Hello everyone!  Today, we're going to explore some super cool things computer scientists are working on.  It's all about making computers smarter and more helpful!  I'll explain some of the amazing research presented at a recent conference.

**Section 1:  What Computers Can Do Now (Major Use Cases)**

Imagine computers that can design better medicines, predict the weather more accurately, or even help you find exactly what you’re looking for in a huge online store! These are some of the things computer scientists are making possible.  At this conference, researchers showed us how computers are getting better at:

* **Designing new materials:**  Computers can now help predict the shape and properties of tiny materials (nanomaterials), leading to better batteries, medicines, and even stronger buildings.
* **Optimizing business processes:**  Computers are learning to make better decisions all on their own (Reinforcement Learning), helping businesses allocate resources efficiently, improve their supply chains, and personalize marketing campaigns.
* **Understanding images and text:**  Computers can now “understand” both pictures and words, allowing for better image searches, automated descriptions of images, and improved content moderation.
* **Making accurate predictions:**  Computers are getting better at predicting future trends (like sales or stock prices) by analyzing time series data. They’re also making great strides in predicting the properties of molecules, essential for drug discovery.
* **Generating realistic data:**  Computers can create synthetic data—artificial data that mimics real data—including images, videos, text, and sounds. This is helpful for testing, improving existing models, and protecting privacy.
* **Automating complex tasks:**   Computers can use AI to write code, perform various actions on web pages, or even act as virtual assistants that automate many tasks you do every day.
* **Improving health:**   AI is analyzing medical data like EEGs and CT scans to detect illnesses earlier and with greater accuracy, leading to better treatment and improved patient care.
* **Creating 3D models:** Computers are learning to create realistic 3D models of moving objects from videos, which has implications for everything from gaming to robotics to medical imaging.
* **Protecting your data:**  Computer scientists are creating new ways to analyze sensitive data while maintaining strong privacy guarantees using techniques like differential privacy.

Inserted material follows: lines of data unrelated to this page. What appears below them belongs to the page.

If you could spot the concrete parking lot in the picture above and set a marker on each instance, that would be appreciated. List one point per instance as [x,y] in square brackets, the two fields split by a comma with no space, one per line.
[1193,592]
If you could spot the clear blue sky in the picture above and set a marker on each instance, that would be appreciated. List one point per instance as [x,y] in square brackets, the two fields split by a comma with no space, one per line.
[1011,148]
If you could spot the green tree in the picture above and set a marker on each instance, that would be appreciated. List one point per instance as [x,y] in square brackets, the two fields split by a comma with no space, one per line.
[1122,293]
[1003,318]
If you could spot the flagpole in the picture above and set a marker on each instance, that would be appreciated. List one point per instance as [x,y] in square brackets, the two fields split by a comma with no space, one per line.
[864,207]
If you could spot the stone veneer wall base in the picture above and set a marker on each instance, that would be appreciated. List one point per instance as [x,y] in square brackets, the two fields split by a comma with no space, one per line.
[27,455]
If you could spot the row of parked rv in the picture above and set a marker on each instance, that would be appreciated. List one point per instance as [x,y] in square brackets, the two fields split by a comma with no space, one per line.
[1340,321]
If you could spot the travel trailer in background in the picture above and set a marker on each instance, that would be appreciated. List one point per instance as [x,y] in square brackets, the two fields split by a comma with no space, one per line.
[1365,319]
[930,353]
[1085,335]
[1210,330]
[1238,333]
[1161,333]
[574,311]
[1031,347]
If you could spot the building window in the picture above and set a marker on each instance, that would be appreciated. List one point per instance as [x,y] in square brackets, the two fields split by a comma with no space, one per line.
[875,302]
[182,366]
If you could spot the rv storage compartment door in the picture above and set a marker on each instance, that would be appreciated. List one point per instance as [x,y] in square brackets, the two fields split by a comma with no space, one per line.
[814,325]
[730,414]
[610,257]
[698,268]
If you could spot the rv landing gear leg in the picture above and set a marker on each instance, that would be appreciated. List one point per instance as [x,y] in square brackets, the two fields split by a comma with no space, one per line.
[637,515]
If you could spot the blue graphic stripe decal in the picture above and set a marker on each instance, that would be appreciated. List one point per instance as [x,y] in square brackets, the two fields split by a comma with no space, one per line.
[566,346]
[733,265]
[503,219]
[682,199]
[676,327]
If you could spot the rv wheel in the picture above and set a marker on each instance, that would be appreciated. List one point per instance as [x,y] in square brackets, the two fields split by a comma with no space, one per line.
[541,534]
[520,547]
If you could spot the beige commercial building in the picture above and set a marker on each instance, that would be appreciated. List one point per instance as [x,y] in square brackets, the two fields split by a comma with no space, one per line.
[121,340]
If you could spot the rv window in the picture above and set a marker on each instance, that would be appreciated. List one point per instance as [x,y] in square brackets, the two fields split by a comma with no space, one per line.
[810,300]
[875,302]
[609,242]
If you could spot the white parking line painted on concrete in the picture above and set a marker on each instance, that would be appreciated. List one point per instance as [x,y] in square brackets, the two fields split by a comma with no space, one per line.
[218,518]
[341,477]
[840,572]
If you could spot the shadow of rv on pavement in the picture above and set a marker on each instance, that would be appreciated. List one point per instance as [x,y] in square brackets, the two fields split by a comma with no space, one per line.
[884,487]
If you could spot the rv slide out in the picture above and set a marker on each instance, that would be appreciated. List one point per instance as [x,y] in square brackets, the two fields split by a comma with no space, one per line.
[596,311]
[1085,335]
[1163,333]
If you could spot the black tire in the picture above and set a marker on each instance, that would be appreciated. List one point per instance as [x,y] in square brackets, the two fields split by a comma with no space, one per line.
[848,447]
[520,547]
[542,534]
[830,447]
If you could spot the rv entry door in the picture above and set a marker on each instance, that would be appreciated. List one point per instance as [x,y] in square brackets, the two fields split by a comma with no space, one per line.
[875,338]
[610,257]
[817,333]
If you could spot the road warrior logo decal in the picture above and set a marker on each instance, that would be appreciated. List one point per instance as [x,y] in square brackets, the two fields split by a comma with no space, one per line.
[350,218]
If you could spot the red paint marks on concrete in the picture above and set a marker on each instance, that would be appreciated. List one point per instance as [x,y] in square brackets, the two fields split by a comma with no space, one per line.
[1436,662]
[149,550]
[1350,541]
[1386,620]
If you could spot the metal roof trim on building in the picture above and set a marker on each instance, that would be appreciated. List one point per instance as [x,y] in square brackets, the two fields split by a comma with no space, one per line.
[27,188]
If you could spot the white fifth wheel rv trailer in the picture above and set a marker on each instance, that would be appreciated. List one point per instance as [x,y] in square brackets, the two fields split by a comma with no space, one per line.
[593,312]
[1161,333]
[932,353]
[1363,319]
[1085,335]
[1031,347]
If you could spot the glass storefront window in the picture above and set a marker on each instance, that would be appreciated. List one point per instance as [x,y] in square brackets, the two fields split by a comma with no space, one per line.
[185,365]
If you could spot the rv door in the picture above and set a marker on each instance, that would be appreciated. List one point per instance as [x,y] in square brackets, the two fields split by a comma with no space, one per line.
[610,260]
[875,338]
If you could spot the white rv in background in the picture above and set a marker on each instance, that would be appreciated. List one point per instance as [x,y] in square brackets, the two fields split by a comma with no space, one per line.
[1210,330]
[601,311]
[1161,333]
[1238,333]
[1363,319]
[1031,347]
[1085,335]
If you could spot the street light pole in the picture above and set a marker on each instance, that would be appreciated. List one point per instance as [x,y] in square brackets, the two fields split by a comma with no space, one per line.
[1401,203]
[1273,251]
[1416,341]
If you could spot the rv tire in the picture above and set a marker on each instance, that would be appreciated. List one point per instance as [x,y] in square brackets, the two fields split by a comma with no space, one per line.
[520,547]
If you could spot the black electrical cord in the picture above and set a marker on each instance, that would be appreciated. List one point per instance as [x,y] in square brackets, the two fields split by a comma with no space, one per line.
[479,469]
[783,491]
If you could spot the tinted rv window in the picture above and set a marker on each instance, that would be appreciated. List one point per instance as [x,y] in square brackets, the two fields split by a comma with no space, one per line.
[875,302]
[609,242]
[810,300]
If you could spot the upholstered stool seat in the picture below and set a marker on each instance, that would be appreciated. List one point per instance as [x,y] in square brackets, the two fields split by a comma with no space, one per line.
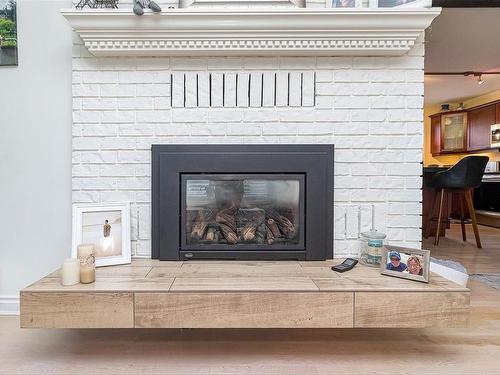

**Section 2:  The Problems Computers Are Solving**

These amazing capabilities solve some serious problems:

* **Slow and expensive material development:**  Creating new nanomaterials is currently a slow and expensive process. AI can speed things up and reduce costs.
* **Inefficient decision-making:**  Businesses often struggle to make the best decisions under uncertainty.  AI can help by learning optimal strategies through trial and error.
* **Difficulty in processing large images and text:** Analyzing very large amounts of data is often difficult for computers.  Improved methods allow for efficient processing.
* **Inaccurate predictions:**  Existing forecasting models might be imprecise, leading to poor planning and resource allocation.  AI is improving these predictions.
* **Lack of realistic synthetic data:** Generating realistic simulated environments or data is computationally expensive. Advanced AI is making this more affordable and achievable.
* **Difficulty in automating complex tasks:** Automating things like answering complex questions from data or interacting with web pages is challenging.  New AI models are getting significantly better at doing this.
* **Compromised data privacy:** Many business decisions rely on sensitive customer data.   Improved AI methods enhance privacy protection during model training.
* **Slow and costly model training:** Training large AI models can take a very long time and require lots of computational resources, adding to business costs. This is also a problem when trying to adapt to new tasks, or handle situations where you don't have access to all the model's components ("black-box").  Improved training methods can improve this considerably.
* **Poorly calibrated models (overconfidence):** Highly accurate models can sometimes be overconfident in their predictions, leading to risky decisions.  New methods are improving model reliability.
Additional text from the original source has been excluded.